Yoko Onos Kunst ist "verträumt und utopisch"

Ingrid Pfeiffer im Gespräch mit Britta Bürger · 14.02.2013
Yoko Ono wird 80 und die Schirn Kunsthalle in Frankfurt am Main ehrt sie mit der großen Retrospektive "Half-a-Wind Show". Dass die Künstlerin heute zurecht als Pionierin der Konzeptkunst und Performance Art gesehen wird, erläutert die Kuratorin Ingrid Pfeiffer.
Britta Bürger: Die New Yorker Künstlerin Yoko Ono wird zu ihrem 80. Geburtstag ab morgen in der Frankfurter Schirn mit einer großen Retrospektive geehrt. Jene Frau, die als Witwe von John Lennon in die Annalen der Popkultur eingegangen ist: Ein Mythos, an dem sie selbst fleißig mitgestrickt hat, zugleich aber auch nach Befreiung gesucht hat.

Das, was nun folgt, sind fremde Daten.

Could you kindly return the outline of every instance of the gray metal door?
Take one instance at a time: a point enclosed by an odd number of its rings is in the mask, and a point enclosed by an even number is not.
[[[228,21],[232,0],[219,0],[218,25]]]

O-Ton Yoko Ono: "Als John starb, konnte ich nicht mehr lächeln. Ich habe immer so traurig geguckt, und als ich in den Spiegel geschaut habe und mein trauriges Gesicht gesehen habe, dachte ich: Das ist schlecht für mich, das macht mich krank, und ich muss mich retten. Also habe ich beschlossen, zu lächeln. Am Anfang dachte ich noch, oh, das ist ja so künstlich, das ist ja ein nachgemachtes Lächeln. Und am Anfang ist es vielleicht auch künstlich, aber dann, Stück für Stück, wird es ein richtiges Lächeln."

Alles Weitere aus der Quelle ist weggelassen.